# how big is a XL sputnik house?



## Whitehologram (Apr 28, 2012)

Big enough for a three year old's head!

Just for fun my son decided he had to try on the sputnik house as a hat. I thought it might help as a size comparison 























































He's a funny little thing.

Oh, he's nearly three years old. For the size comparison. 
You can fit a three year old head in the XL sputnik.


----------



## blade100 (Aug 24, 2009)

Darth Vader springs to mind! Lol

Is that for your Syrian? Mine only has the hamster Sputnik.
I used to have the XL Sputnik for my rats but they like to pee in it.


----------



## Whitehologram (Apr 28, 2012)

blade100 said:


> Darth Vader springs to mind! Lol
> 
> Is that for your Syrian? Mine only has the hamster Sputnik.
> I used to have the XL Sputnik for my rats but they like to pee in it.

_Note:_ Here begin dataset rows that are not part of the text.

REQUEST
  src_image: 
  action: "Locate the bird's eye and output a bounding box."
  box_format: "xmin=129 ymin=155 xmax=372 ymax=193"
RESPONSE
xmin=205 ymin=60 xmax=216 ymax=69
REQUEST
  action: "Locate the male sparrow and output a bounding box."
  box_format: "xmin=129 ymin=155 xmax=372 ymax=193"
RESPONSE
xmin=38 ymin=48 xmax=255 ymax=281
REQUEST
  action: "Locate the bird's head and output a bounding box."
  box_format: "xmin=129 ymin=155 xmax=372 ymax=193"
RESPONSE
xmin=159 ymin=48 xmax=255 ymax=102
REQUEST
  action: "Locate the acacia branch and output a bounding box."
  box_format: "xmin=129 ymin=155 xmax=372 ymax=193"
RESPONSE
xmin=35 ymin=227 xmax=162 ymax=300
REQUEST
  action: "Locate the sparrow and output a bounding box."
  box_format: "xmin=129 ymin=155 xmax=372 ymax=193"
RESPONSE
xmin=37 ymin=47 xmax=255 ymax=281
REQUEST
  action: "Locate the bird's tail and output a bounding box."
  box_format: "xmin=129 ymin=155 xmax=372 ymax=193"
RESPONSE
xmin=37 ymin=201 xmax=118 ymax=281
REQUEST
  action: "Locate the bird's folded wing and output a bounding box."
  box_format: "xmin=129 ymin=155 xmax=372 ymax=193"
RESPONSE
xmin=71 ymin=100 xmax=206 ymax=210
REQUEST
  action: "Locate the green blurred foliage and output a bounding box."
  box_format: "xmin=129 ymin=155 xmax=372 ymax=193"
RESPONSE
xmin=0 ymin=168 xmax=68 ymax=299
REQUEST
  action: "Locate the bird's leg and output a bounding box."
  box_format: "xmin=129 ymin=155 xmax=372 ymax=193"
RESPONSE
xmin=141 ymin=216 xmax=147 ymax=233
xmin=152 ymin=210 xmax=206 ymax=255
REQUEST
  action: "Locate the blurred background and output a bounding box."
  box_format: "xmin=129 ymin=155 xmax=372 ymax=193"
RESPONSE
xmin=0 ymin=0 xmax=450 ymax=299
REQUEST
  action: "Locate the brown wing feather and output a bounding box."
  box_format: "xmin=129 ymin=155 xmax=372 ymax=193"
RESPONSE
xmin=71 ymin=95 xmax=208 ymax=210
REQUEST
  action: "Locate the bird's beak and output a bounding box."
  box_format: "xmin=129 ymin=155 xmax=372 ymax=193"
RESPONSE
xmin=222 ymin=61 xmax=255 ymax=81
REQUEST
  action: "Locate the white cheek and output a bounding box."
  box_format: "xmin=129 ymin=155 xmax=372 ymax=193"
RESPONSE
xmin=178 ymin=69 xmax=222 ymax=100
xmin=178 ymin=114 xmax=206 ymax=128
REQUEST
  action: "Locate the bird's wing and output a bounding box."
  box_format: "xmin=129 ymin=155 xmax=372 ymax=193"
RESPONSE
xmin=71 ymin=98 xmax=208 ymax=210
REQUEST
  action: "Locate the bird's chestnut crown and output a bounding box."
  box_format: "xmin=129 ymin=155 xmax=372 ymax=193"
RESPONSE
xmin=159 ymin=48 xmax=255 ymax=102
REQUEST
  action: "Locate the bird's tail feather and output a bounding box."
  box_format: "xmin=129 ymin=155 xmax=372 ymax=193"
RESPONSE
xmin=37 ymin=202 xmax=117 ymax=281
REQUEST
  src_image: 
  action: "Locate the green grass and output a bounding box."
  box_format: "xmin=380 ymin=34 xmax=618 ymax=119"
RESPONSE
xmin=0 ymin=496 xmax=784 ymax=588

My oldest suggested he looked like he belonged in Star wars clones...or whatever it's called.

I got an order of Silvers hamster food from Ratations and thought I'd add it to the order. It wasn't that expensive and my postage didn't change. It's far too big for the cage but she can have it to play in her play pen. It's not worth sending back from Germany.

I got her the 12" silent spinner too...now that thing is HUGE!


----------



## LostGirl (Jan 16, 2009)

she is one lucky hammy isnt she?! 

my kids have put them on heads sadly once it was a used one i was cabout to clean lol


----------



## metame (Sep 25, 2009)

:lol::lol::lol:

that's cool


----------



## sully (May 3, 2008)

Thats good to see.........you havent the smaller one you can picture next to it have you? I have one hamster size one for Peaches as she is little, and want to get some more , both pearl and Beau are small like Peaches but Willow, Tilly, Lavender, Betty,Flower, are all bigger hammies!


----------



## RattyCake (May 18, 2012)

sully said:


> Thats good to see.........you havent the smaller one you can picture next to it have you? I have one hamster size one for Peaches as she is little, and want to get some more , both pearl and Beau are small like Peaches but Willow, Tilly, Lavender, Betty,Flower, are all bigger hammies!




















The XL is around twice the size. As you can see, one fits snug inside the other.


----------



## Lopside (Mar 20, 2012)

He looks like a cute Darth Vader


----------



## sully (May 3, 2008)

Thankyou for size in pics, its huge isnt it! I dont know what to do now!


----------



## DwarfHam (Jun 30, 2012)

Looks like it takes a lot of room 
I wonder does it suits for dwarf hamsters too..? can they climb into that or need some ladder..


----------



## Snippet (Apr 14, 2011)

I'd use the hamster size one for tiny hammies. The XL is a bit of a monster. I'd imagine they'd be able to get in a hamster sized one if it was sat on the ground, but you could always put it next to something they can climb on if you're worried about them getting in.


----------



## chrisd (Aug 25, 2011)

3 of my rats can fit in the XL (just). I think the smaller one is better for dwarfs.


----------